Self-service check-in counters and automated bedmaking devices could soon do the jobs of hotel staff.
The Singapore Tourism Board (STB) is looking at ways to help hotels reduce their reliance on Singapore's shrinking labour supply.
Ideas such as high-tech kiosks or touchscreen tablet menus could also ease frustrating hold-ups for guests at the front desk or long waiting times at the cafe.
It told The Straits Times it is commissioning a study to "find opportunities to use technology to drive business efficiency and boost productivity efforts".
STB executive director of capability and innovation John Conceicao said the study should spot the current skills gaps and identify solutions to support the implementation of new technology applications.
He added: "This allows them to reallocate manpower resources effectively and to more critical functions which can result in increased guest satisfaction."
The push towards tech solutions, he said, will ultimately reap benefits for the guests.
The eight-month study will involve 10 luxury, boutique, and mid-tier hotels of different sizes in focus group discussions and surveys. The final report will be presented in August next year.
Meanwhile, a trial will be run jointly by the STB and Infocomm Development Authority to use more IT in hotel operations to boost productivity and efficiency. Pilot tests are likely to start by March.
The new moves are part of the STB's aims to increase innovation amid a muted tourism forecast that shows the pace of growth is expected to slow by about half over the next 10 years. Tourist spending is expected to grow by only 4 per cent to 6 per cent.
Technology currently being used by hotels here includes radio-frequency identification laundry tags and scheduling software to track the turnaround of rooms.
The Westin Singapore at Asia Square Tower 2, which opened last month, is one of several hotels here to install a bed-lifting system in its rooms to cut the time taken for attendants to make them.
Bay Hotel allows guests to check themselves in by sending an SMS to the hotel using their cell phones.
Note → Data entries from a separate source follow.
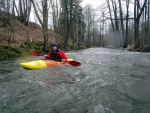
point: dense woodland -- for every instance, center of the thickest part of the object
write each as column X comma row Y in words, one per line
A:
column 113, row 24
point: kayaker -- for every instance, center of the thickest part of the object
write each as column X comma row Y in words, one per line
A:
column 56, row 54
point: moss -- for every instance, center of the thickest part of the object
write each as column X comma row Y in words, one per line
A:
column 9, row 52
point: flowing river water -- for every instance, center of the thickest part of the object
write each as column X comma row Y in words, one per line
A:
column 108, row 81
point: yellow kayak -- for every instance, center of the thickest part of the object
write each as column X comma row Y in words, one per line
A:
column 42, row 64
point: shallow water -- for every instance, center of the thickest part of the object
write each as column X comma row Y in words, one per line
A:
column 108, row 81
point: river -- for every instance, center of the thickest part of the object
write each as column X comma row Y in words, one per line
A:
column 108, row 81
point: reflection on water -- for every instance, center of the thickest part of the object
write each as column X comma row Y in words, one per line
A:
column 108, row 81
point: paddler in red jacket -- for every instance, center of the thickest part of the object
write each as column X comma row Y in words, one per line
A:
column 56, row 54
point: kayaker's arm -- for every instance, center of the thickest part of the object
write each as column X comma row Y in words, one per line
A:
column 48, row 55
column 63, row 56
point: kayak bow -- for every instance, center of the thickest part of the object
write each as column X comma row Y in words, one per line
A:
column 45, row 63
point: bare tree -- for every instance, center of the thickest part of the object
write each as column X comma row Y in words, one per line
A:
column 43, row 20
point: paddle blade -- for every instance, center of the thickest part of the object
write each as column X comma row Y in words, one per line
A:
column 36, row 53
column 74, row 63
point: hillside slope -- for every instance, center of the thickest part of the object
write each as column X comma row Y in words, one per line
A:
column 16, row 33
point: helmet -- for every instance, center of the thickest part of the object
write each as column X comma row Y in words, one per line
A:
column 54, row 44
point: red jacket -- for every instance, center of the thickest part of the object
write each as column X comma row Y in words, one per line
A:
column 58, row 54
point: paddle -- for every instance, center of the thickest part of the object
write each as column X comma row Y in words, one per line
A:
column 73, row 63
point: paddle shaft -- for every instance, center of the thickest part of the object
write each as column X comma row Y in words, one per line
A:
column 73, row 63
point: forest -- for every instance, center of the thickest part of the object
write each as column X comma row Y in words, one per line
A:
column 114, row 24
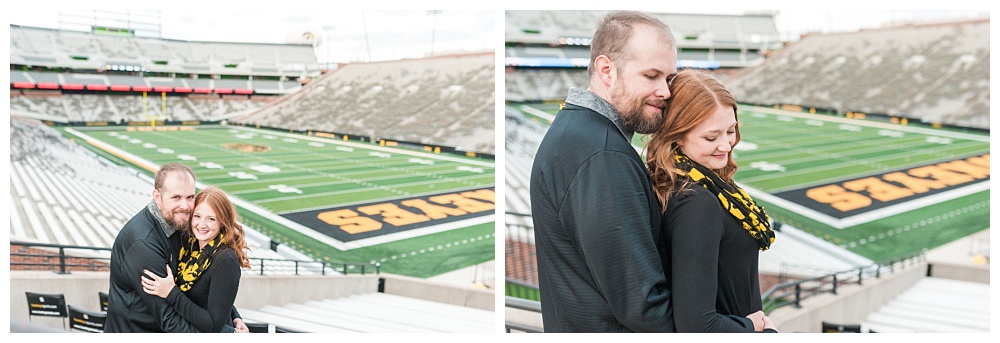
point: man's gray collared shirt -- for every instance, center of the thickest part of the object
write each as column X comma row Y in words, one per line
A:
column 587, row 99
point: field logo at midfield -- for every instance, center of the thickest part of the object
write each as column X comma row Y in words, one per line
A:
column 355, row 222
column 901, row 190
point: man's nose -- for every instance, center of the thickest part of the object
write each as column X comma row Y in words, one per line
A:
column 662, row 90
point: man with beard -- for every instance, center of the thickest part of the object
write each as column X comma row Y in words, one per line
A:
column 596, row 215
column 151, row 241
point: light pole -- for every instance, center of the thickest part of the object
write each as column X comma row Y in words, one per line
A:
column 328, row 33
column 434, row 14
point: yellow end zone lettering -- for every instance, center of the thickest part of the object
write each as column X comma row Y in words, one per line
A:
column 860, row 193
column 410, row 213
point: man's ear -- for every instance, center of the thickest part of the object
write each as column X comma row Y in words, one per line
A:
column 605, row 70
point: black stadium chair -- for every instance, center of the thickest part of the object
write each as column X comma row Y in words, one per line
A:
column 841, row 328
column 257, row 327
column 84, row 320
column 46, row 305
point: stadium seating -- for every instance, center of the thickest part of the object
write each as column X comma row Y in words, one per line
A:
column 46, row 305
column 61, row 193
column 935, row 305
column 87, row 321
column 87, row 51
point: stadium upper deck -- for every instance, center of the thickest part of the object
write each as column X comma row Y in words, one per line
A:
column 52, row 59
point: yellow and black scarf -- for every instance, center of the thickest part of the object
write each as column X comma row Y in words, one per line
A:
column 733, row 199
column 192, row 263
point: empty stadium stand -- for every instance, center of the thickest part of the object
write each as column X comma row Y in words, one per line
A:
column 86, row 51
column 374, row 312
column 62, row 193
column 933, row 73
column 934, row 305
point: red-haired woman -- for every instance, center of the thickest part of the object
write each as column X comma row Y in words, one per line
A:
column 713, row 229
column 208, row 271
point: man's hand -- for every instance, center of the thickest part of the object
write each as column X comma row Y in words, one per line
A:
column 240, row 326
column 758, row 320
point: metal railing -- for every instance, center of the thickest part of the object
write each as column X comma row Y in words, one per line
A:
column 522, row 304
column 63, row 259
column 793, row 292
column 785, row 294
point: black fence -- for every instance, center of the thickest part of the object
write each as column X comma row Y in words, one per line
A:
column 786, row 294
column 63, row 259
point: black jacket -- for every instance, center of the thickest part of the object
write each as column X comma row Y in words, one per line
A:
column 597, row 227
column 207, row 304
column 712, row 262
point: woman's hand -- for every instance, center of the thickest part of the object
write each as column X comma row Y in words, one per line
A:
column 153, row 284
column 768, row 324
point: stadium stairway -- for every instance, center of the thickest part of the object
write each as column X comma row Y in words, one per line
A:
column 944, row 303
column 935, row 305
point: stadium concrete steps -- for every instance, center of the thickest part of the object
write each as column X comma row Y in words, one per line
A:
column 935, row 305
column 808, row 252
column 374, row 312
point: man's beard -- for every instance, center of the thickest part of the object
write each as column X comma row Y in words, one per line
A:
column 633, row 114
column 174, row 222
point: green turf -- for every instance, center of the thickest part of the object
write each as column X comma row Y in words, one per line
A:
column 326, row 174
column 816, row 150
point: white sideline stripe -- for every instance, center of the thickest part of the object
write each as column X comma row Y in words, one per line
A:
column 870, row 215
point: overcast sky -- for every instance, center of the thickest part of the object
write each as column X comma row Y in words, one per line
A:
column 344, row 36
column 374, row 35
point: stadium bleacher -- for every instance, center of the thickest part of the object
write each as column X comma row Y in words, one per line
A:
column 445, row 100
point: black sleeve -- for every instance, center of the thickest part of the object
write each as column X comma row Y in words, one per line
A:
column 609, row 205
column 694, row 225
column 146, row 256
column 223, row 286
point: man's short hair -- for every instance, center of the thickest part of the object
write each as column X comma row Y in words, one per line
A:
column 168, row 168
column 615, row 31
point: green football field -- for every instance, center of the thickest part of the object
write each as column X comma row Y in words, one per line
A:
column 797, row 165
column 273, row 175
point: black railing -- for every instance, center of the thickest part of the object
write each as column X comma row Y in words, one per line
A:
column 82, row 258
column 785, row 294
column 522, row 304
column 793, row 292
column 520, row 290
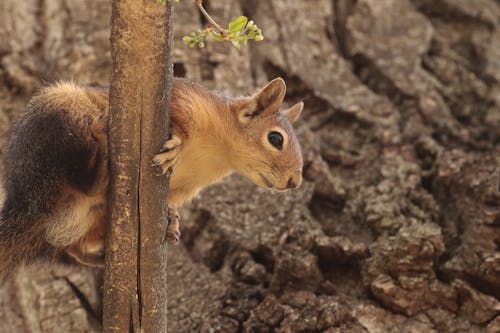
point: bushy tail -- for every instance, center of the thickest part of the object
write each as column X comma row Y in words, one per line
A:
column 20, row 243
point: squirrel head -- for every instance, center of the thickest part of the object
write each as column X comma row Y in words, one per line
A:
column 265, row 148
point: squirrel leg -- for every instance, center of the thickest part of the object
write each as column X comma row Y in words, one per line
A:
column 89, row 250
column 167, row 156
column 173, row 234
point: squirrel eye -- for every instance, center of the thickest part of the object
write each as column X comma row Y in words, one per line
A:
column 276, row 139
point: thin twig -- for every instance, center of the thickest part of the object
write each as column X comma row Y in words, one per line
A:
column 210, row 20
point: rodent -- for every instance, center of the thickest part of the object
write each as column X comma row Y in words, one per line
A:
column 56, row 162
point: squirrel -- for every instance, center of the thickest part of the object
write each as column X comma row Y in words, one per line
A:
column 56, row 163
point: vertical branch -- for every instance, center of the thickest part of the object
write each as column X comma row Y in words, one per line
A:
column 135, row 276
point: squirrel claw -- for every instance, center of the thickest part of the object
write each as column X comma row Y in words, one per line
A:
column 173, row 233
column 167, row 156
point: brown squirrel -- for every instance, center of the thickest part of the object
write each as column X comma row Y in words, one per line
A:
column 56, row 170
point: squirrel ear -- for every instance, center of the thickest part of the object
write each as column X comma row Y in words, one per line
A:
column 294, row 112
column 266, row 102
column 269, row 98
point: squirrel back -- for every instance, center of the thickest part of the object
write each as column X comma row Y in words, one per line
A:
column 56, row 173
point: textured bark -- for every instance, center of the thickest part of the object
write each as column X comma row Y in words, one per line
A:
column 395, row 228
column 135, row 296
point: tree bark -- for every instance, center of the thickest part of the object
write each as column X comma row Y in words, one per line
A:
column 135, row 276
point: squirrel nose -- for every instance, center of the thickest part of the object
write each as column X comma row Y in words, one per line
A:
column 295, row 180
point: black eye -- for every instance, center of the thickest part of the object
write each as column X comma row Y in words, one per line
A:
column 276, row 139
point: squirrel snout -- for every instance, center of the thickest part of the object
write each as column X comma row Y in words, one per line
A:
column 295, row 180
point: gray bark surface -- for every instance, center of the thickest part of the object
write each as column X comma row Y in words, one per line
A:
column 396, row 227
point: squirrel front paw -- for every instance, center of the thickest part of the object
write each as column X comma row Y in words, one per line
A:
column 173, row 234
column 167, row 156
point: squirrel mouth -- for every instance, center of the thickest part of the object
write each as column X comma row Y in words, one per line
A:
column 266, row 181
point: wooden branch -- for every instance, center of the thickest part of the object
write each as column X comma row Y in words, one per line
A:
column 136, row 276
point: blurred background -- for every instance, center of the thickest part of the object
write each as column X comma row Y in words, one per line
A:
column 396, row 226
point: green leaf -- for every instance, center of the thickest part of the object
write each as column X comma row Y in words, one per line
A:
column 238, row 24
column 217, row 36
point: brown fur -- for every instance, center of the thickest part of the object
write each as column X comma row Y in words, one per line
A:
column 213, row 136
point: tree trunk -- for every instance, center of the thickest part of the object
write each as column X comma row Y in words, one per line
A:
column 136, row 259
column 395, row 228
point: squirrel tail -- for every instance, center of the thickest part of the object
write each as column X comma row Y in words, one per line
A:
column 18, row 245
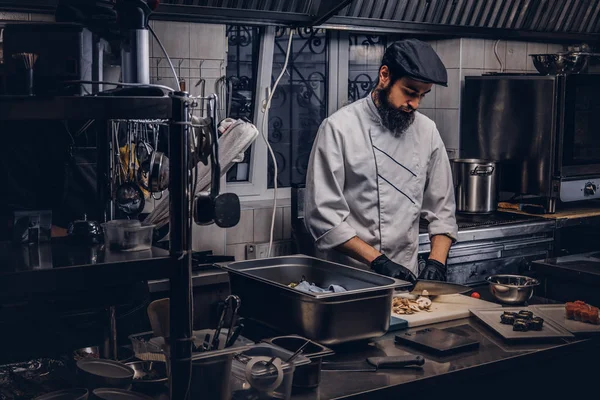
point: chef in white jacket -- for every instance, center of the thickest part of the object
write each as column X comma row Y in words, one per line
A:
column 377, row 166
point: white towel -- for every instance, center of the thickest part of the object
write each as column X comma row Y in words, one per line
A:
column 236, row 139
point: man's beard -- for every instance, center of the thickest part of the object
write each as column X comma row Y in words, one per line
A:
column 392, row 118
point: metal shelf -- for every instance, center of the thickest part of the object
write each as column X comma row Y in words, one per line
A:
column 85, row 107
column 59, row 266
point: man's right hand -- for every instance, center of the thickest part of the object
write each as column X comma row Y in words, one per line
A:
column 384, row 266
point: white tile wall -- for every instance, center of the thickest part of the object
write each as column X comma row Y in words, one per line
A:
column 287, row 222
column 12, row 16
column 490, row 62
column 262, row 224
column 429, row 112
column 448, row 125
column 449, row 97
column 516, row 56
column 175, row 37
column 207, row 41
column 429, row 99
column 208, row 237
column 41, row 17
column 449, row 52
column 243, row 232
column 472, row 53
column 535, row 48
column 237, row 250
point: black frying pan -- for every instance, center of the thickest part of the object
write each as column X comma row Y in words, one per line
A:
column 104, row 373
column 119, row 394
column 69, row 394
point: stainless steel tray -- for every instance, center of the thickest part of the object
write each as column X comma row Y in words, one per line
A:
column 363, row 312
column 556, row 313
column 491, row 317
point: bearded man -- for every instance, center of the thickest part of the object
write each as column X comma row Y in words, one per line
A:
column 377, row 166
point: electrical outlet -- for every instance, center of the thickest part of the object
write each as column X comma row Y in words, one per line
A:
column 259, row 250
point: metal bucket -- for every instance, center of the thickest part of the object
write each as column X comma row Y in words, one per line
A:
column 475, row 185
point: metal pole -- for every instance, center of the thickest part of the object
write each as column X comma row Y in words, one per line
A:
column 104, row 173
column 180, row 248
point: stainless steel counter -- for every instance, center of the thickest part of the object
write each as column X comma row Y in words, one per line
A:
column 461, row 373
column 206, row 277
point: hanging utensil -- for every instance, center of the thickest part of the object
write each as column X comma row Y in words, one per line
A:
column 181, row 80
column 202, row 83
column 129, row 197
column 158, row 179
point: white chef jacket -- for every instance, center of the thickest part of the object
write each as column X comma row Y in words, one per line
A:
column 363, row 181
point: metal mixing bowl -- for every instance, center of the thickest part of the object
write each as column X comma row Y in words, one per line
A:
column 560, row 63
column 512, row 289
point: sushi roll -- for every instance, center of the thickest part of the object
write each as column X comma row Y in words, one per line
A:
column 525, row 314
column 570, row 309
column 535, row 324
column 508, row 318
column 520, row 325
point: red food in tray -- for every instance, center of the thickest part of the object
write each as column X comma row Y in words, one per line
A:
column 580, row 311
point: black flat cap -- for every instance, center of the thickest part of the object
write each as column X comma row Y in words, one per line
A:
column 416, row 60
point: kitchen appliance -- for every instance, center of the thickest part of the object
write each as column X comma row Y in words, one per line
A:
column 491, row 318
column 373, row 364
column 437, row 341
column 512, row 289
column 542, row 129
column 556, row 312
column 475, row 185
column 496, row 243
column 328, row 318
column 571, row 277
column 65, row 53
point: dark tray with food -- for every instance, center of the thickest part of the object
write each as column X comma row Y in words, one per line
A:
column 351, row 304
column 519, row 323
column 577, row 317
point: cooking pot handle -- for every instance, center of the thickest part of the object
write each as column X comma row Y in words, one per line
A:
column 482, row 171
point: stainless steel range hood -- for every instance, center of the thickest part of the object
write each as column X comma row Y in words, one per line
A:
column 563, row 20
column 541, row 19
column 252, row 12
column 544, row 20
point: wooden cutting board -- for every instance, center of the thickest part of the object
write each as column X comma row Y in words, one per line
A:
column 445, row 308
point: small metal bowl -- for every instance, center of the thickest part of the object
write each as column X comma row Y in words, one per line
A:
column 560, row 63
column 86, row 352
column 148, row 373
column 512, row 289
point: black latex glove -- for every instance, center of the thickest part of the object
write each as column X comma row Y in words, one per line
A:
column 384, row 266
column 433, row 271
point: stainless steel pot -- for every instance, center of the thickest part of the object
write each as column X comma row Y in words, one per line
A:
column 475, row 185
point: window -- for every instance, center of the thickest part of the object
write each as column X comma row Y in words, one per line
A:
column 365, row 54
column 242, row 56
column 299, row 104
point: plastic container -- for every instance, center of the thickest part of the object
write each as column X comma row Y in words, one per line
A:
column 263, row 372
column 127, row 235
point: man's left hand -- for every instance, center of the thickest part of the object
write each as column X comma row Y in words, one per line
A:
column 434, row 271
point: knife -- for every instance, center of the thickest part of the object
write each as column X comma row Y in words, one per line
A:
column 373, row 364
column 438, row 288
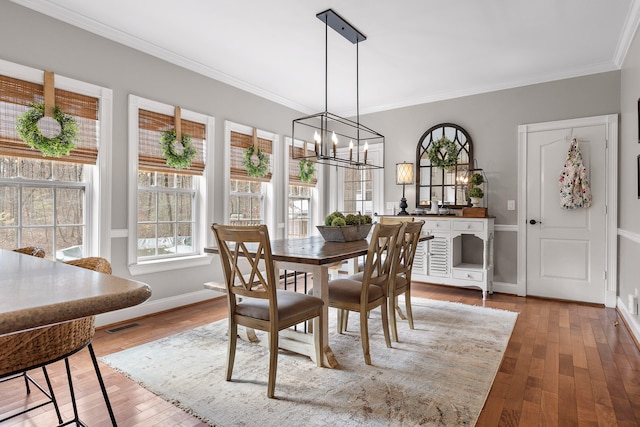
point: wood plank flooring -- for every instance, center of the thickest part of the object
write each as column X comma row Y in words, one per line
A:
column 566, row 364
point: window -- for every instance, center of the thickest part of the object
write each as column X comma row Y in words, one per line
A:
column 168, row 214
column 359, row 190
column 250, row 198
column 302, row 205
column 56, row 203
column 443, row 184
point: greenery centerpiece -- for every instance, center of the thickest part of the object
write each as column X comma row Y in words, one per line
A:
column 345, row 228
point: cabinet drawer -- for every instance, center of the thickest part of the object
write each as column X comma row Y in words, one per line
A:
column 436, row 224
column 474, row 275
column 468, row 225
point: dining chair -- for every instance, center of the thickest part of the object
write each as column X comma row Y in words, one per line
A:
column 16, row 364
column 254, row 300
column 363, row 296
column 400, row 282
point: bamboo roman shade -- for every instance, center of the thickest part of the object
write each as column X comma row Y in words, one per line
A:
column 239, row 143
column 15, row 98
column 150, row 128
column 295, row 153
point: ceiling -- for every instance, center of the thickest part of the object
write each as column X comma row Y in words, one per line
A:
column 416, row 51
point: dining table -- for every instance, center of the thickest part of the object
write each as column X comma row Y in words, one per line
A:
column 37, row 292
column 313, row 255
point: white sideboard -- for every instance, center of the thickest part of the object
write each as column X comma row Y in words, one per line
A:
column 460, row 253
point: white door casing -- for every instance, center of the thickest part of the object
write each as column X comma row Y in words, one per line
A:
column 567, row 254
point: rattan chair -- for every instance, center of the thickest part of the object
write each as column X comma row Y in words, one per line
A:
column 39, row 347
column 400, row 282
column 372, row 292
column 16, row 367
column 263, row 306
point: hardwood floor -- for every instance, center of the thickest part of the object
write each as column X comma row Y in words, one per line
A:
column 566, row 364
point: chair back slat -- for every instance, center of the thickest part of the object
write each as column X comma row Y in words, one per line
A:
column 381, row 253
column 251, row 244
column 407, row 247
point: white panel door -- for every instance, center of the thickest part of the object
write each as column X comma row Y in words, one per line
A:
column 566, row 249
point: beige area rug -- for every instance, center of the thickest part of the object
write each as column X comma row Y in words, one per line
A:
column 439, row 374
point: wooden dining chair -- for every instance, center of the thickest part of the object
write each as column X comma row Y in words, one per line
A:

Front-desk manager Nigel Vsandh said: "People are tech-savvy nowadays and would rather tap away on their handsets and gadgets than wait in line to be served."
The hotel, which runs a lean four-strong service staff in its 30-table restaurant, is likely to roll out touchscreen tablets by February for guests to place orders without having to wait for service staff.
But putting in place more automated systems will not be at the expense of good customer service.
"It is not a replacement for the human touch," said the Singapore Hotel Association's executive director Margaret Heng.
"Instead, it allows employees more time to interact with their guests."